Cryospheric forcing (left) and changes in forcing (right). Dark blue indicates more reflected energy, in Watts per square meter, and thus more cooling. (Image credit: NASA Earth Observatory.)

Less snow and ice on the top of the globe is leading to a warmer world, according to a recent study released by NASA today.

The loss of snow and ice in the Northern Hemisphere has warmed the planet in the last 30 years more than models predicted it would, the researchers found in a study detailed in the Jan. 16 edition of the journal Nature Geoscience.

Snow and ice cool the planet. They help regulate how much of the sun's energy the Earth absorbs. Bright white snow and ice reflect some heat energy back to space, keeping the Earth cool, according to a NASA statement. With less snow and ice cover, the Earth will absorb more of the sun's energy, heating the planet, and leading to more snow and ice melting.

NASA's study also was illustrated by an accompanying graphic. The NASA images above show what happens when that cooling ice starts to disappear. The left image shows how much energy the Northern Hemisphere's snow and ice called the cryosphere reflected on average between 1979 and 2008. Dark blue indicates more reflected energy, in Watts per square meter, and thus more cooling.

The Greenland ice sheet reflects more energy than any other single location in the Northern Hemisphere. The second-largest contributor to cooling is the cap of sea ice over the Arctic Ocean.

The above right image shows how the energy being reflected from the cryosphere has changed between 1979 and 2008. When snow and ice disappear, they are replaced by dark land or ocean, both of which absorb energy. The image shows that the Northern Hemisphere is absorbing more energy, particularly along the outer edges of the Arctic Ocean, where sea ice has disappeared, and in the mountains of Central Asia, than it did a few decades ago.

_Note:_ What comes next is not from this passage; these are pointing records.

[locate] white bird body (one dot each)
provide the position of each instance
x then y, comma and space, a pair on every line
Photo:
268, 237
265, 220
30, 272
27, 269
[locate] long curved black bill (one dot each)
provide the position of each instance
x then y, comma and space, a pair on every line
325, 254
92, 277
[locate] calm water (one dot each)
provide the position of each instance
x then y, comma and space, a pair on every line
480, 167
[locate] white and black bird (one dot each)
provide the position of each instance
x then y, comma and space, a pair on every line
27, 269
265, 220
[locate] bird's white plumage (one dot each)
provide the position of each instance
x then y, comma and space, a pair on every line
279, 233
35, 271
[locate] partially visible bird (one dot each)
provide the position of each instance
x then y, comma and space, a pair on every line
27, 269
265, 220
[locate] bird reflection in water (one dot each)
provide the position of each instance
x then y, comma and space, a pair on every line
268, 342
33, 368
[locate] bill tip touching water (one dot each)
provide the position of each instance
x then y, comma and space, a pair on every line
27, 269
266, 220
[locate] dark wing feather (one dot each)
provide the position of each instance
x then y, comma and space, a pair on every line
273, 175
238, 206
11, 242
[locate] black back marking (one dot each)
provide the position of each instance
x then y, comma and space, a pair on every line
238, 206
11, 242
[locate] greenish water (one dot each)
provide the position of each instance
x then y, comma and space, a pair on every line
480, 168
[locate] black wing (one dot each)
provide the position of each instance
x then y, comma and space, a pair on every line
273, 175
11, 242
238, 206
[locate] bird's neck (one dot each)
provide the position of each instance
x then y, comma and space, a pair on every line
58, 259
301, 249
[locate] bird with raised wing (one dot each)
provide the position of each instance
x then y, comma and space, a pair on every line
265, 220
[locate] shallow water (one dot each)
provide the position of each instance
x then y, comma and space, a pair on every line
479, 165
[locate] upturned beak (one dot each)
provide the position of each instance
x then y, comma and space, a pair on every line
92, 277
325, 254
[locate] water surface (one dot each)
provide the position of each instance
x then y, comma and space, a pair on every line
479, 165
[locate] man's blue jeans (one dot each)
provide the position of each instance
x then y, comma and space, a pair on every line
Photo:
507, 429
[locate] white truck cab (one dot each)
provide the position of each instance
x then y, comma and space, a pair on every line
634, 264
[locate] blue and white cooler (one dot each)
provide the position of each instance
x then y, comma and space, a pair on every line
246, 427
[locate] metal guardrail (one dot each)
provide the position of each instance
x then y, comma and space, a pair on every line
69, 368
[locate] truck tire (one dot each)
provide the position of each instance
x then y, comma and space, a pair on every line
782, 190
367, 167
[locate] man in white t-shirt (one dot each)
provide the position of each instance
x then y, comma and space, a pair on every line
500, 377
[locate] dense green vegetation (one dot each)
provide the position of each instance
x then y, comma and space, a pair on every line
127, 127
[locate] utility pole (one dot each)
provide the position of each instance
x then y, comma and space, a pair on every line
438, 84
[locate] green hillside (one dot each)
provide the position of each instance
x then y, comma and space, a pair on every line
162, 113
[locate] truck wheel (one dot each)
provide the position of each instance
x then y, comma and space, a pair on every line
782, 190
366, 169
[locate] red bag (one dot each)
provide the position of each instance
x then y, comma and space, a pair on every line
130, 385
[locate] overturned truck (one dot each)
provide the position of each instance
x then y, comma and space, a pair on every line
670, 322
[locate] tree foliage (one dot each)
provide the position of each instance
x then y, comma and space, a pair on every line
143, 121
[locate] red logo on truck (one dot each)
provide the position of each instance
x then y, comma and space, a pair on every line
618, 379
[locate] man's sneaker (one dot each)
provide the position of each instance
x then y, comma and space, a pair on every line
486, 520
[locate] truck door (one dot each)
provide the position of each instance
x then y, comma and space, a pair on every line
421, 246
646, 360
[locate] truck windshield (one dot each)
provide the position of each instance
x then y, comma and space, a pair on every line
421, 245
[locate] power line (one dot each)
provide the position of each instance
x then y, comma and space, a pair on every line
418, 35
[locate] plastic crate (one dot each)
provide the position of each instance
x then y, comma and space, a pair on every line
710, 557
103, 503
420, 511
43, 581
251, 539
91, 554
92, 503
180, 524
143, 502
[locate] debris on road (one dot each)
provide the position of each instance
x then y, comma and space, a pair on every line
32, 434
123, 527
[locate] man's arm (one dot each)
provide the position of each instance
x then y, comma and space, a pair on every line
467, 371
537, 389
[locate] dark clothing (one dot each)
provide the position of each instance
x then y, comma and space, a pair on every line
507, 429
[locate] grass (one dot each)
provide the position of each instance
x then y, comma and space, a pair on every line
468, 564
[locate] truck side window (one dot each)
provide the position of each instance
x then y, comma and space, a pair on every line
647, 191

"On average, the Northern Hemisphere now absorbs about 100 PetaWatts more solar energy because of changes in snow and ice cover," said study team member Mark Flanner of the University of Michigan. "To put it in perspective, 100 PetaWatts is sevenfold greater than all the energy humans use in a year." (1 PetaWatt is equal to 1 quadrillion Watts that's a one followed by 15 zeroes.)

Changes in the extent and timing of snow cover account for about half of the change, while melting sea ice accounts for the other half.

The analysis is the first calculation of how much energy the entire cryosphere reflects. It is also the first observation of changes in reflected energy because of changes in the entire cryosphere.